Deuxième sujet (plus intéressant): le peuple serait-il une masse infantile à laquelle il faut tout expliquer, comme le suggéreraient les politiciens, à écouter l'analyse du jeune romancier? Ce dernier déplorait que Mme Royal, comme nombre d'hommes et femmes politiques, parlent de "pédagogie" dans leur rapport aux citoyens. Pour lui, il existe une contradiction entre le fait de prendre le peuple pour une "créature infantile" à laquelle il faut enseigner quelque chose et faire appel à son intelligence.

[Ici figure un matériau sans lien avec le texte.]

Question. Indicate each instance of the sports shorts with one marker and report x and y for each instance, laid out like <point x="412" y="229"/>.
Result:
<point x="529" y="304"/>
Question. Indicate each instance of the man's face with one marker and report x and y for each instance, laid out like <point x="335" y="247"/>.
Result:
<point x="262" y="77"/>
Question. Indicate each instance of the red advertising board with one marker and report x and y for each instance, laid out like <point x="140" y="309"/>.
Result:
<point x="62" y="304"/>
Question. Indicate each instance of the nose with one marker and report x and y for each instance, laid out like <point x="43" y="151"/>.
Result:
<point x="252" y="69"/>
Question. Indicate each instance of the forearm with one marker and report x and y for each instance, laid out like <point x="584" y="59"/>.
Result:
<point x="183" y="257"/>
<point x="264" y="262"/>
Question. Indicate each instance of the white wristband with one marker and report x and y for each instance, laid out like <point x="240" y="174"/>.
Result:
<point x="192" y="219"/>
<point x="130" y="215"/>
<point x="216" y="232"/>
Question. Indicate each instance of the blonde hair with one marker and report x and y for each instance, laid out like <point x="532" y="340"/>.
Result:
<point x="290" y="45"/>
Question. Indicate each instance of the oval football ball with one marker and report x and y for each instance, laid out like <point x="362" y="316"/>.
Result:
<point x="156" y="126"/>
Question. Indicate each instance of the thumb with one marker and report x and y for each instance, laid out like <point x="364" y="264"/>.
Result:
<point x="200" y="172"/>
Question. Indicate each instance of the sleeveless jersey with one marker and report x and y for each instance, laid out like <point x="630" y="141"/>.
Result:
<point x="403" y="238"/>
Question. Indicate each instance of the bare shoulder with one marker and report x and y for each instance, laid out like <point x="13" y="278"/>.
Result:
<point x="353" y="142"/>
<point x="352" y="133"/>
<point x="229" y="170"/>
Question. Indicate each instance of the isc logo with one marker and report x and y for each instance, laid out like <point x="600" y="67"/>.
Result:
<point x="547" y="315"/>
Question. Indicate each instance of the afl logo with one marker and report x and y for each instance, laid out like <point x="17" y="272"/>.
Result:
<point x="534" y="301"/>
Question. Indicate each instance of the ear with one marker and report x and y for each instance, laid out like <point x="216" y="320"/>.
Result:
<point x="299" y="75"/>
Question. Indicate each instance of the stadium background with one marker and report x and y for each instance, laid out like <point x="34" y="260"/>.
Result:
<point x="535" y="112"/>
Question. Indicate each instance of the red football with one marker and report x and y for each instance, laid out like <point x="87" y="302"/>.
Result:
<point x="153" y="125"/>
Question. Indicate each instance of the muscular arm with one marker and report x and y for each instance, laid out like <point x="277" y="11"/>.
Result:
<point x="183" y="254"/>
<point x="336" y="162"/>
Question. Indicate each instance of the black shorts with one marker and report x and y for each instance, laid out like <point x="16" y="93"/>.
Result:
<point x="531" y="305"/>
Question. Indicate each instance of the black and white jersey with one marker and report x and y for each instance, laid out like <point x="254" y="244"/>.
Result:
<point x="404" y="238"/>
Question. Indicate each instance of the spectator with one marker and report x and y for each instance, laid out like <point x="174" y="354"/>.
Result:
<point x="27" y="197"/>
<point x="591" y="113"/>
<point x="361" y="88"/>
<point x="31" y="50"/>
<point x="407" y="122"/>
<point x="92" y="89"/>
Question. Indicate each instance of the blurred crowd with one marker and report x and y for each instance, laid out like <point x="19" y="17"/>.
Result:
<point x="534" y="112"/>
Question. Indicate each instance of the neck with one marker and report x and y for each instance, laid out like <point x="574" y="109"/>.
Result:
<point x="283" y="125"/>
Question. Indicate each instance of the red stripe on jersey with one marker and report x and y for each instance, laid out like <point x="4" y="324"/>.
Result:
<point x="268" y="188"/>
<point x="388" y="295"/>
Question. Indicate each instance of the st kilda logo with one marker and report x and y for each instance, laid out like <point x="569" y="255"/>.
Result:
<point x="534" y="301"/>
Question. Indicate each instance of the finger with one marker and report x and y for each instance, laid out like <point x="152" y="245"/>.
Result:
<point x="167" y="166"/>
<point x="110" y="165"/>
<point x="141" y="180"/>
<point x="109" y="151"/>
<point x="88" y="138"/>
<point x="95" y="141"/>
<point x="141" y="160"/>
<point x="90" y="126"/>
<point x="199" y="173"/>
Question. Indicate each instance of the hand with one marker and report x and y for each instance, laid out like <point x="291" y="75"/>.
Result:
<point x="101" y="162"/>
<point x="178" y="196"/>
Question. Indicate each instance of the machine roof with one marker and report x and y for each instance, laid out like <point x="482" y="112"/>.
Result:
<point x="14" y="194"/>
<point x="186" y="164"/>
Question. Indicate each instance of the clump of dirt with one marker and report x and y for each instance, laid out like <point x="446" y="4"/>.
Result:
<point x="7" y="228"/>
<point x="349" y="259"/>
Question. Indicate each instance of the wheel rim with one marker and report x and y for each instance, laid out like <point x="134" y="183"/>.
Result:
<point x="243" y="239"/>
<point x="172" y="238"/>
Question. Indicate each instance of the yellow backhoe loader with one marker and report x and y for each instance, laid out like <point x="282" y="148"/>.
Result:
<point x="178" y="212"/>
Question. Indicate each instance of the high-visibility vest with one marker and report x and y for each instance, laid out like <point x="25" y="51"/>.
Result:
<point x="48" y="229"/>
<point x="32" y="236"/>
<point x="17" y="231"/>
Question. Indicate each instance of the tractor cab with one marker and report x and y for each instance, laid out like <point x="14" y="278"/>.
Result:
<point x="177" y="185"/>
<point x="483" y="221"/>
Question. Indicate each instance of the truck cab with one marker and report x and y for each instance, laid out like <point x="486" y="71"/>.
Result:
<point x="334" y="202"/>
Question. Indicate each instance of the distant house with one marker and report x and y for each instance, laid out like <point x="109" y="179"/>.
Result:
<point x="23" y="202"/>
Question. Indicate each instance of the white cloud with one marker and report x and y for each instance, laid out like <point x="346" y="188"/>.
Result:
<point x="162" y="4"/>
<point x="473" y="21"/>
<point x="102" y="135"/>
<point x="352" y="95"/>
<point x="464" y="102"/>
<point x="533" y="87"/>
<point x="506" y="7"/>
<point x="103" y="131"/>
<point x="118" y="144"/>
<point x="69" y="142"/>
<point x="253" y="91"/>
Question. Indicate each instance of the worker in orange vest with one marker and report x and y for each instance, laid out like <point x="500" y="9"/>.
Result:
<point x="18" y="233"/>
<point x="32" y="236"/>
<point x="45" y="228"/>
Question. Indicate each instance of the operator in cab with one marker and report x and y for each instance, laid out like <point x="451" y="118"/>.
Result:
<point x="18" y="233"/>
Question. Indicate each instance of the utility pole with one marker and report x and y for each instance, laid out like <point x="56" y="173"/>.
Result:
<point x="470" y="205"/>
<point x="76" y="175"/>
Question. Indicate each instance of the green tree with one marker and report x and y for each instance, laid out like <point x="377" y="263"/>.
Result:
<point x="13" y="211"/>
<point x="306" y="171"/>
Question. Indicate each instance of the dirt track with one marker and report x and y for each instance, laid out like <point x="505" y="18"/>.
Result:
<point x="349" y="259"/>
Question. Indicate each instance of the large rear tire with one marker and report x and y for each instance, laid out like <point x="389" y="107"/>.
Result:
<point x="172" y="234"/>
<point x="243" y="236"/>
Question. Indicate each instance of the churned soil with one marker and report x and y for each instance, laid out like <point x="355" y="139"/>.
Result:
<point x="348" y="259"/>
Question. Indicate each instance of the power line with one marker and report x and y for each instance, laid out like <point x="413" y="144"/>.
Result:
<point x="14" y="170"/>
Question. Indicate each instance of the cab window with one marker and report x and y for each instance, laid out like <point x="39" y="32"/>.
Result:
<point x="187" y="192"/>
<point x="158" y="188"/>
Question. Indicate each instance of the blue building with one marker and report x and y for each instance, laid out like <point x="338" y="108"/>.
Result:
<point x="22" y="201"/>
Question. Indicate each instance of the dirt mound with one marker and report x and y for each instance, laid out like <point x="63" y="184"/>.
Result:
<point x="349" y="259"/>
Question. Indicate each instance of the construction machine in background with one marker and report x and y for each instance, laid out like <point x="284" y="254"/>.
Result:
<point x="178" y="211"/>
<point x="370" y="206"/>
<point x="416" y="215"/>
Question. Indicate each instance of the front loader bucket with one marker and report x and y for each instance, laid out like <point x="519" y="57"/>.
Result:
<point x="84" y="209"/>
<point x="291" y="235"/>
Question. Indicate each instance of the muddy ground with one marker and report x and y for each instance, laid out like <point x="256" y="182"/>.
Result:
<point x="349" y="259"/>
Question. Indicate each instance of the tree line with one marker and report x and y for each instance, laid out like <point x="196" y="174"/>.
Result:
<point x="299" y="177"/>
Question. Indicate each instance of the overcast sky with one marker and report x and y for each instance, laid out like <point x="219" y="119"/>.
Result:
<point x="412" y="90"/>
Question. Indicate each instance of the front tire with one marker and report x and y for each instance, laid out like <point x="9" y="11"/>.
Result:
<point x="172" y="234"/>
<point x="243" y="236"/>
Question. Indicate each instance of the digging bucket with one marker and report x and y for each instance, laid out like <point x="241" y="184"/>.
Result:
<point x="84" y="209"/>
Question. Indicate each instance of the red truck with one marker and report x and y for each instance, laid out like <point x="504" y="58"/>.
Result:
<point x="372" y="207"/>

Dommage que Ségolène Royal n'ait pas pris le temps de lui répondre (visiblement, elle n'avait d'ailleurs pas, à ce moment-là, une réponse à apporter !). Je le fais pour elle. Car, je pense que Marien Defalvard, applaudi par le public, est dans l'erreur. Tout citoyen ne peut pas s'improviser homme ou femme politique, en tout cas au niveau national voire mondial. Je crois que, pour diriger un pays, il faut une masse de connaissances importantes afin de comprendre, sans se tromper, la complexité du monde dans lequel nous sommes. Et, par conséquent, le peuple, a fortiori les citoyens lamdba qui ne s'intéressent à la politique que tous les cinq ans (et c'est tant mieux), a besoin de se faire expliquer, par les "experts" mais aussi les politiciens, cette complexité à travers des raisonnements simplifiés. Il est du rôle du politique de proposer, de façon simple (et non simpliste), le constat de la situation dans laquelle se trouve le pays ainsi qu'une liste de propositions pour la résoudre. Le peuple, ainsi instruit des positions des uns et des autres, choisit le (la) plus à même de changer son quotidien.
Ajoutons qu'il n'y a absolument aucune contradiction entre le fait de vouloir enseigner quelque chose à quelqu'un et parier sur son intelligence. Je dirais même que l'un ne va pas sans l'autre. Ainsi, l'enseignant que je suis travaille, chaque jour, face à une "masse infantile" (autrement dit, des élèves). Mon rôle est de leur transmettre mon savoir et de transformer en propos simplifiés, mais non simplistes, la complexité des phénomènes historiques ou géographiques que j'ai appris à la fac ! Ma mission ne sera pleinement réussie qu'à deux conditions: 1- que mon propos soit clair; 2- que mes élèves soient doués d'intelligence afin qu'ils saisissent le sens dudit propos. Chacun comprendra qu'il est extrêmement compliqué d'expliquer un phénomène à un élève "idiot". Il en va donc de la politique comme de l'enseignement: le responsable politique doit apporter sa connaissance du monde, à travers des propos simplifiés, à un peuple intelligent qui, en s'en saisissant, peut faire un choix (le jour des élections) dont dépendra l'avenir du pays ! Defalvard 0 - Royer 1, non?